The Reuters news agency reports that Australia’s top criminal intelligence body, the Australian Crime Commission, said that organised crime had a growing influence over Australian sport and that the widespread use of performance enhancing drugs increased the risks of match-fixing, with one as yet unidentified match already under investigation.
Officials from the Australian Rules football organisation (AFL), and the Football Federation of Australia (FFA), which controls soccer, immediately issued statements saying that to the best of their knowledge there were no investigations underway involving their sports.
However, the FFA said it was trying to identify the 2012 soccer match which attracted the $40 million Asian in bets alleged by the police.
Police in the state of Victoria have expressed concerns that the increasingly large bets from Asia have increased the risks of soccer match-fixing in Australia’s A-League.
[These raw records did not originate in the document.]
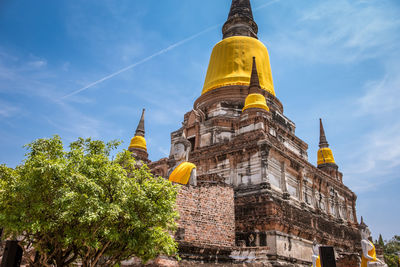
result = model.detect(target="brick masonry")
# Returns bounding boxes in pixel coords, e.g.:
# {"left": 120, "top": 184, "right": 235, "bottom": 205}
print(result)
{"left": 175, "top": 182, "right": 235, "bottom": 248}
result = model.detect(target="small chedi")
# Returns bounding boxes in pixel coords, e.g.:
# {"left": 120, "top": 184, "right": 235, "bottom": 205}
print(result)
{"left": 127, "top": 0, "right": 383, "bottom": 266}
{"left": 128, "top": 108, "right": 149, "bottom": 164}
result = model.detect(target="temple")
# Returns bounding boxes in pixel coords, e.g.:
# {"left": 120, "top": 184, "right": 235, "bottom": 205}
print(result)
{"left": 133, "top": 1, "right": 362, "bottom": 266}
“We had over A$40 million just with one Asian bookmaker alone, one of the legal bookmakers, on one A-League match here in Victoria,” Police Assistant Commissioner Graham Ashton said on Thursday. “Certainly we think soccer is a big risk, cricket is another and tennis.
“When this betting is occurring to that level it becomes attractive for crime figures to want to get involved to fix matches. It is really a significant risk factor when you see these pools build up to that extent.”
Ashton said the biggest risk was on spot fixing, where gamblers can bet on incidents during a game, rather than fixing the results of an entire game.
Australian bookmakers Sportsbet and Tattsbet on Friday suspended betting on Australian rules team Essendon, which Reuters reports has been embroiled in a scandal over players taking potentially illicit performance supplements.
The club has asked the Australian Sports Anti-Doping Authority to investigate the supplements given to players last season.
Some anti-gambling politicians were quick off the mark in commenting on the latest developments, urging that sports betting be banned, or at least suspended pending the outcome of a thorough enquiry.
Earlier this week the police in Europe exposed a global football betting scam, involving a Singapore-based syndicate which had directed match-fixing for at least 380 soccer games in Europe alone, making at least Euro 8 million. Some 680 suspicious matches, including qualifying games for the World Cup and European Championships, and the Champions League, were identified in an inquiry by European police forces.